Selanjutnya Munarman menjelaskan bahwa kelompok yang dirangkul aparat adalah kelompok Islam Moderat demi menjaga Nation State. Padahal konsep Nation State menurut Munarman pada dasarnya adalah membagi negara berdasarkan bahasa atau etnik, sehingga jika konsep ini diterapkan maka kosekwensinya Indonesia akan terpecah belah menjadi ratusan negara.

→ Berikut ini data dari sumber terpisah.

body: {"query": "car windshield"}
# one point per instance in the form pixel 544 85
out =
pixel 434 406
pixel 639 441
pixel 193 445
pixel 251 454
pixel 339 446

“Yang mereka jaga itu yang tengah; Nation State Islam Moderat, itu yang mereka jaga. Nation state itu apa? Konsep Nation State itu lahir dari perjanjian Westfalia yang terjadi pada tahun seribu tujuh ratusan. Waktu itu setelah Romawi runtuh karena kalah dalam perang melawan Islam sehingga Eropa terpecah belah karena tidak ada lagi penguasa tunggal kekaisaran Romawi. Setelah kalah dari Islam perang terus-terusan kerajaan-kerajaan kecil itu maka pada tahun seribu tujuh ratusan itu bersepakat untuk membagi wilayah berdasarkan kebangsaan Nation State. Prinsip pembagian Nation State itu berdasarkan bahasa atau kesamaan etnik, jadi kalau Indonesia ikut-ikut konsep Nation State, maka Indonesia akan terbagi menjadi lebih dari tiga ratus negara, itu kalau konsekwen dengan konsep Nation State. Jadi banyak orang yang tidak mengerti konsep dasar tapi menggunakan istilah itu,” paparnya.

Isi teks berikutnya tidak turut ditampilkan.